La Cour européenne de Justice lance la bataille juridique sur la TTF

le 30/04/2014 L'AGEFI Quotidien / Edition de 7H

La City de Londres a accru sa pression sur la Cour qui se prononce aujourd'hui. Il ne devrait néanmoins s'agir que d'un premier verdict

La bataille juridique sur l’instauration de la taxe sur les transactions financières (TTF) européenne commence aujourd’hui. La Cour de Justice des communautés européennes (CJCE) doit en effet rendre dans la journée un premier verdict concernant le recours en annulation formulé par la Grande-Bretagne, qui conteste la mise en place de TTF par onze pays de l’Union Européenne sans avoir l’accord préalable des 28 pays membres.

«Il est important de se souvenir que le recours est plus porté sur le processus de mise en œuvre de la décision prise, que sur une contestation de la TTF en tant que telle», rappelle Dominic Winter, associé dans le cabinet d'avocats d'affaires Linklaters. Si la bataille est placée sur le terrain juridique par le gouvernement britannique, la plainte semble surtout fondée sur des raisons économiques. Londres serait ainsi contraint de collecter la taxe sans en récolter les fruits.

Mais les plus grandes craintes concernent la City. «Il est vrai que la City de Londres est inquiète sur le jugement. La TTF est une taxe dangereuse qui aurait un impact négatif sur l’Europe et qui s’est avérée être un échec catégorique pour les pays qui l’ont mise en place dans le passé», estimait mardi Mark Boleat, le président du comité stratégique de la City, dans le Financial Times.

Le responsable remet en avant l’argument britannique de l’extraterritorialité qui conteste toute mesure fiscale prise par les pays de la zone euro ayant des impacts sur ceux qui n’appartiennent pas à la zone. «La Cour doit tenir compte des préjudices que cette proposition aurait sur les perspectives économiques de nos citoyens, ainsi que sur la place de l’Europe au sein de l’économie mondiale», conclut Mark Boleat.

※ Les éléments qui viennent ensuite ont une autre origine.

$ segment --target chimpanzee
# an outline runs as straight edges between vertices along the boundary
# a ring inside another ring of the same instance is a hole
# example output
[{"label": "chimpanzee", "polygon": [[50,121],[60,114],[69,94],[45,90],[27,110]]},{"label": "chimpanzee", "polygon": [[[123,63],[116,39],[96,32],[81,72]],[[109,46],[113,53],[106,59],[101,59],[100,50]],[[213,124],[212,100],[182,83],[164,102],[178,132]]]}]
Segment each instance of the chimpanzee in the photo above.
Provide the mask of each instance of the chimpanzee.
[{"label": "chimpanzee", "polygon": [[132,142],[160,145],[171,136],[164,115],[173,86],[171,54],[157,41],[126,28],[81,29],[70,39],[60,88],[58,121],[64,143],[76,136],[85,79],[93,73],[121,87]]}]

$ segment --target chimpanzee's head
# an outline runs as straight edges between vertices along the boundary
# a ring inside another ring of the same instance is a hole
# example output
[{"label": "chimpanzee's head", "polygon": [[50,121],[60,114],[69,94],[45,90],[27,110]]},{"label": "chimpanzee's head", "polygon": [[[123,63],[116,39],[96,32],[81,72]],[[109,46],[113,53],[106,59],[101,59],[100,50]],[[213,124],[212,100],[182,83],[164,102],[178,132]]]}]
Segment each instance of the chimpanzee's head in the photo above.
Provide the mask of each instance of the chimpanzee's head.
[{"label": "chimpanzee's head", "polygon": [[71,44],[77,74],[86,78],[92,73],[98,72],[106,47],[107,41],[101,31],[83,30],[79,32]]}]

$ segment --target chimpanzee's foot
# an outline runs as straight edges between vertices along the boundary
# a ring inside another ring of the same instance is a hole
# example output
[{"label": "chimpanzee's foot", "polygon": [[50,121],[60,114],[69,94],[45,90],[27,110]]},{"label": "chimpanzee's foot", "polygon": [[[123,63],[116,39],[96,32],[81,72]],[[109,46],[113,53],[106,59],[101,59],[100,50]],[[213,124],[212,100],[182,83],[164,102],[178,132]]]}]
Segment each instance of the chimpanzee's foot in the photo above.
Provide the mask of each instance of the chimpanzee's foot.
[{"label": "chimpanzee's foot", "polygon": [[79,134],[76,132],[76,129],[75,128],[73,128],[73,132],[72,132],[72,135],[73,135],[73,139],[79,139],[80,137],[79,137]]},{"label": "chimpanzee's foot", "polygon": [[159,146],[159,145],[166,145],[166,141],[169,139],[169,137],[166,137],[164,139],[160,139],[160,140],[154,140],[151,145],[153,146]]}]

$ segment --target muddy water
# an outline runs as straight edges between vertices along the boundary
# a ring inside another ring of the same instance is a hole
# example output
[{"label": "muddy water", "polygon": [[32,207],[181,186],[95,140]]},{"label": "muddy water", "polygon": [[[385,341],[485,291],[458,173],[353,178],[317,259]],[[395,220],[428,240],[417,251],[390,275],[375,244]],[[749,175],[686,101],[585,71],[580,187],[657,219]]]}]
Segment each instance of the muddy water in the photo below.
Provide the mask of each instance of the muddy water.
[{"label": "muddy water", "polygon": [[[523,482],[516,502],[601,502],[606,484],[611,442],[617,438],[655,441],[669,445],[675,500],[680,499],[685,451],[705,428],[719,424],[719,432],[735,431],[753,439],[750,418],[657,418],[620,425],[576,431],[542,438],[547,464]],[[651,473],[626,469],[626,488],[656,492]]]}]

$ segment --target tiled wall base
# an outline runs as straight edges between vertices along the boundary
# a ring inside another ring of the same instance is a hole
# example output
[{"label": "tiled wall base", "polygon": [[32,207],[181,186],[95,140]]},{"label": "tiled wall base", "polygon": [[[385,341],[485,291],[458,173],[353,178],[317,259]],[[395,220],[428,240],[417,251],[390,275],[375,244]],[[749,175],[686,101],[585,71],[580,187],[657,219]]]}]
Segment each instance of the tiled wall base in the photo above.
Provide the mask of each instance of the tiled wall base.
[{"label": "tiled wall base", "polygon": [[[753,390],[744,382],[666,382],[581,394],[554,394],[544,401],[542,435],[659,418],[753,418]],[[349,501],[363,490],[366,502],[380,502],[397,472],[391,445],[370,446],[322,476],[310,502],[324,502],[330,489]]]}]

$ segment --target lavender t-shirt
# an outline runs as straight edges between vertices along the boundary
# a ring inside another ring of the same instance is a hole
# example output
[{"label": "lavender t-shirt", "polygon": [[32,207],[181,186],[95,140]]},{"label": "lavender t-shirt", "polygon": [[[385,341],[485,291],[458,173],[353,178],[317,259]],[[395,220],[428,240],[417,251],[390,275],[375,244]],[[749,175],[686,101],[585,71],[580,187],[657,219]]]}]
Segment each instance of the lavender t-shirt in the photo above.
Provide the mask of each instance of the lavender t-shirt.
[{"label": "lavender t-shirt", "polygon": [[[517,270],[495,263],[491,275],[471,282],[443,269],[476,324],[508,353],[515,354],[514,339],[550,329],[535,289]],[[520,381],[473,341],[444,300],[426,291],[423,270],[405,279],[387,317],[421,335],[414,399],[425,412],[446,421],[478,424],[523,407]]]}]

Les spécialistes estiment qu’il ne devrait pas s’agir d’un jugement définitif, compte tenu du fait qu’il n’y a aucun précédent en la matière, et que ni les avocats représentant la Grande-Bretagne ni le procureur général n’ont été entendus. «La CJCE pourrait ainsi estimer le recours comme prématuré, ce qui n’empêcherait pas le Royaume-Uni de contester plus tard toute législation adoptée par les onze pays sur la TTF», estime néanmoins Alexandria Carr, avocat chez Mayer Brown.

A ce stade, les onze pays envisagent une taxe sur les actions, comparable à la TTF française et qui ne changerait pas la donne en France. L'idée de taxer les dérivés actions n'aurait en revanche pas encore recueilli le consensus.